Staying with airlines, Ryanair today announced plans to continue its expansion into Europe, after posting record annual profits. Europe’s biggest budget airline has been cutting costs and prices to undercut rivals and is in talks with Boeing to add further jets to its existing delivery. Fares are expected to fall between 5-7% over the next 12 months, but an increase in passenger numbers over the last 12 months has pushed profits higher. Brexit and terror attacks remain challenges to not only Ryanair, but the industry as a whole. The group’s Chief Financial Officer added today the carrier saw strong bookings over the weekend as BA’s IT went to pot, claiming Ryanair regularly tests its backup procedures and has a less complex IT infrastructure.

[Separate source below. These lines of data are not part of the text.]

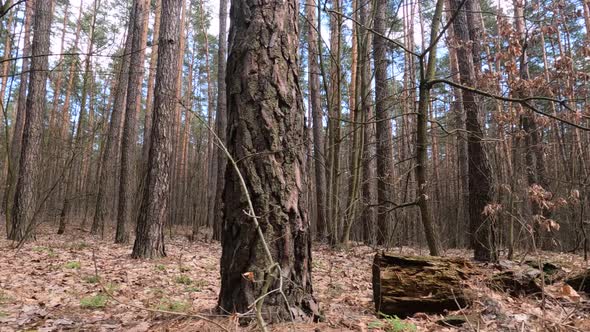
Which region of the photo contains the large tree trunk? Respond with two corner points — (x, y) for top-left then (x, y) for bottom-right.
(306, 0), (328, 240)
(451, 0), (498, 261)
(373, 0), (395, 244)
(115, 0), (148, 243)
(9, 1), (52, 241)
(131, 0), (183, 258)
(4, 2), (33, 234)
(219, 0), (318, 321)
(213, 0), (228, 240)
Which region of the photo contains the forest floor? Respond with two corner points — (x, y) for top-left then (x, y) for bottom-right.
(0, 224), (590, 332)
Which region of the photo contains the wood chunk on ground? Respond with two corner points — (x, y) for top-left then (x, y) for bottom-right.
(373, 253), (472, 317)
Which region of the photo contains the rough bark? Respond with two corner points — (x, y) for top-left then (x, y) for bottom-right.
(359, 2), (377, 244)
(115, 0), (148, 243)
(451, 0), (498, 261)
(327, 0), (342, 244)
(373, 253), (472, 317)
(131, 0), (183, 258)
(91, 7), (133, 235)
(306, 0), (328, 240)
(213, 0), (228, 240)
(5, 2), (33, 234)
(218, 0), (318, 322)
(141, 0), (162, 163)
(9, 1), (52, 241)
(373, 0), (395, 244)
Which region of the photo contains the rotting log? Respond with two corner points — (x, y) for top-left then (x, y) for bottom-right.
(373, 253), (472, 318)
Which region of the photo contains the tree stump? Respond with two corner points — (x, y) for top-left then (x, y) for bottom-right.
(373, 253), (471, 318)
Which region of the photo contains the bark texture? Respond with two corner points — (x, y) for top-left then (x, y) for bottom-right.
(9, 1), (52, 241)
(451, 0), (498, 261)
(373, 253), (471, 317)
(90, 3), (133, 235)
(213, 0), (228, 240)
(219, 0), (318, 322)
(131, 0), (183, 258)
(373, 0), (395, 244)
(306, 0), (328, 239)
(115, 0), (148, 243)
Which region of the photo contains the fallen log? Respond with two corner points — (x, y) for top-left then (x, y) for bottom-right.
(373, 253), (472, 318)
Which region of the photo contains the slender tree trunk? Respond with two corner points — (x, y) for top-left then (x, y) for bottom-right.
(90, 9), (133, 236)
(359, 2), (377, 244)
(328, 0), (342, 244)
(219, 0), (318, 322)
(373, 0), (395, 244)
(4, 2), (34, 235)
(9, 1), (52, 241)
(131, 0), (182, 258)
(451, 0), (498, 261)
(213, 0), (228, 240)
(115, 0), (147, 243)
(142, 0), (162, 163)
(306, 0), (328, 240)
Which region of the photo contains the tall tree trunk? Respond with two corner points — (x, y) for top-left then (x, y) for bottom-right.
(359, 2), (377, 244)
(199, 0), (217, 240)
(416, 0), (443, 256)
(115, 0), (148, 243)
(373, 0), (395, 244)
(131, 0), (183, 258)
(4, 2), (33, 235)
(306, 0), (328, 240)
(328, 0), (342, 244)
(141, 0), (162, 163)
(219, 0), (318, 322)
(90, 7), (133, 236)
(451, 0), (498, 261)
(9, 1), (52, 241)
(213, 0), (228, 240)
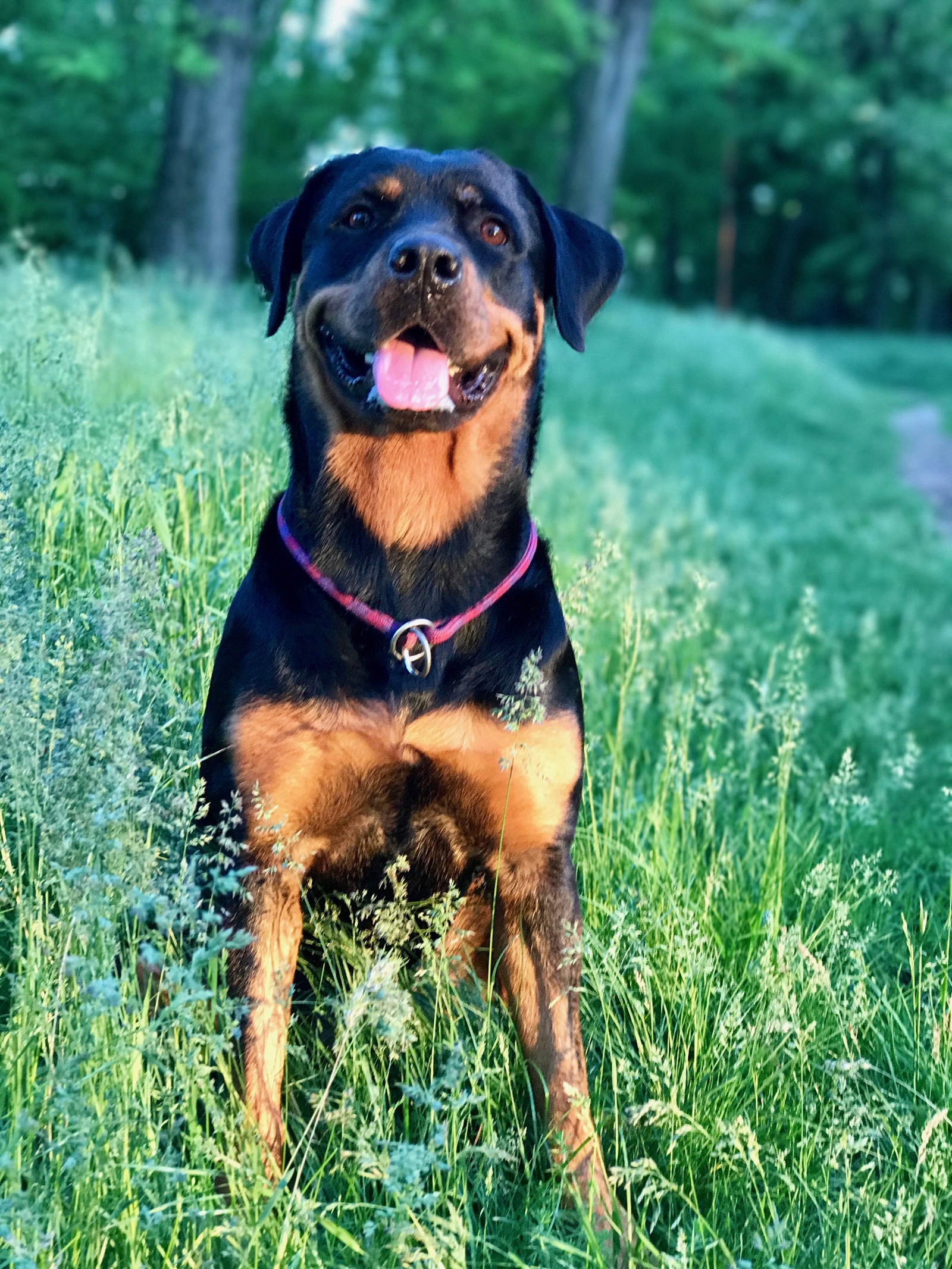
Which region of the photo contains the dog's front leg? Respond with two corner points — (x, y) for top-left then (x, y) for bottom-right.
(228, 864), (302, 1177)
(490, 847), (613, 1229)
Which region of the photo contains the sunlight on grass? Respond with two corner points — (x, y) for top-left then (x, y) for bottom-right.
(0, 252), (952, 1269)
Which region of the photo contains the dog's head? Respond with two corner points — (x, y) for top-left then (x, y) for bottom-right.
(249, 149), (623, 435)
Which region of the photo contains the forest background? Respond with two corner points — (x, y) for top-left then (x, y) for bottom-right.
(0, 0), (952, 331)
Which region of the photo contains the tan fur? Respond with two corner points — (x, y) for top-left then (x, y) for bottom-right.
(230, 702), (581, 868)
(230, 700), (610, 1217)
(373, 176), (403, 203)
(327, 294), (543, 550)
(406, 706), (581, 856)
(241, 863), (302, 1174)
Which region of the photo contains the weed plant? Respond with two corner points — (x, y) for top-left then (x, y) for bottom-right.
(0, 258), (952, 1269)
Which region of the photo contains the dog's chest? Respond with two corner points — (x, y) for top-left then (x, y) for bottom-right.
(228, 700), (581, 886)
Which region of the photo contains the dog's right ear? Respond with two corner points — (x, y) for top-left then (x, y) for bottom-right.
(248, 156), (349, 335)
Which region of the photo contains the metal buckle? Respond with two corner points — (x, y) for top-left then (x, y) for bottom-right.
(390, 617), (434, 679)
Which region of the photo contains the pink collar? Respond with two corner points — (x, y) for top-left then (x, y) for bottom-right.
(278, 495), (538, 678)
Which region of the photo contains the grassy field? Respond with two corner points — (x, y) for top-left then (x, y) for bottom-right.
(0, 250), (952, 1269)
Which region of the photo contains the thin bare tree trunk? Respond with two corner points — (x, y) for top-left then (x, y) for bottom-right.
(563, 0), (651, 226)
(149, 0), (259, 282)
(716, 137), (737, 314)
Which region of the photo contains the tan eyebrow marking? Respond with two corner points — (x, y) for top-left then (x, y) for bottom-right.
(373, 176), (403, 202)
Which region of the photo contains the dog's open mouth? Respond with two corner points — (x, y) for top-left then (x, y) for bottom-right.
(320, 326), (509, 411)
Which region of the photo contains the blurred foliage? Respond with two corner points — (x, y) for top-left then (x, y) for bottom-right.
(0, 0), (952, 328)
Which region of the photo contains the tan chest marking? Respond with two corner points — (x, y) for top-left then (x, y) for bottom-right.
(230, 702), (581, 867)
(327, 290), (544, 550)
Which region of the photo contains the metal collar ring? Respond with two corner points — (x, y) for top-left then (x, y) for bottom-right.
(390, 617), (436, 679)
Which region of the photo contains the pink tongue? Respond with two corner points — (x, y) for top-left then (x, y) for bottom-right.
(373, 339), (449, 410)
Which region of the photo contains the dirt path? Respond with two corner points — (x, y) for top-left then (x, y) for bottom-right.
(892, 402), (952, 537)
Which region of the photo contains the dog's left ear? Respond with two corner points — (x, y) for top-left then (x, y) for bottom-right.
(516, 171), (625, 353)
(248, 156), (349, 335)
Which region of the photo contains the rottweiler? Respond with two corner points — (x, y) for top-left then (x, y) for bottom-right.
(202, 149), (623, 1226)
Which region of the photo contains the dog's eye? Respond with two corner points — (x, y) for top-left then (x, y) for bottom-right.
(480, 216), (509, 246)
(344, 207), (373, 230)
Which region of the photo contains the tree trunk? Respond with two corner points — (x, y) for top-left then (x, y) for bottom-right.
(563, 0), (651, 226)
(715, 137), (737, 314)
(149, 0), (259, 282)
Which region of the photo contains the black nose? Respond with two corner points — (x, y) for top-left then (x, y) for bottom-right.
(387, 233), (464, 287)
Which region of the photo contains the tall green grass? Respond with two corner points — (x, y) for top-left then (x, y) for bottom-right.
(0, 259), (952, 1269)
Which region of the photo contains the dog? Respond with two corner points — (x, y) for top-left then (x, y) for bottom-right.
(202, 149), (623, 1227)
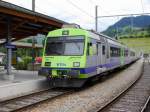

UK Prime Minister Theresa May and rival Jeremy Corbyn went head to head in a televised debate last night, 10 days before the UK public go to the polls (again). Jeremy Paxman fired the questions at the respective Conservative and Labour leaders. May’s lead has narrowed in recent days following her plans to make the elderly pay more for their care, (then u-turning on the decision), however Corbyn hasn’t helped himself today, failing to put a cost on Labour’s plan to extend 30 hours a week of free childcare to all 2-year olds. Expect further politics talk over the coming days with polling stations opening on 8th June.
Finally, it could be said relations between the US and Germany has seen better times. You could say the fallout goes back to when Trump first took office, when his administration said Germany’s trade surplus (with the US) is the result of Germany’s manipulation of the euro, (of which Germany has said it has no powers to manipulate the euro). Following the G7 meeting late last week, Merkel claimed discussions with Trump had been “very unsatisfying”, further adding on Sunday that “we Europeans must really take our destiny into our own hands”. Trump responded on Twitter this morning (where else) with the following tweet:
It was a sea of red across at the European close, with the CAC 40, DAX and FTSE 100 closing -0.68%, -0.28% and -0.11% respectively. In the US the Dow Jones is down 0.17% while the S&P 500 is -0.11% at the time of writing. GBP/USD is +0.34% @ $1.2858, but down 0.14% against the euro at €1.1497.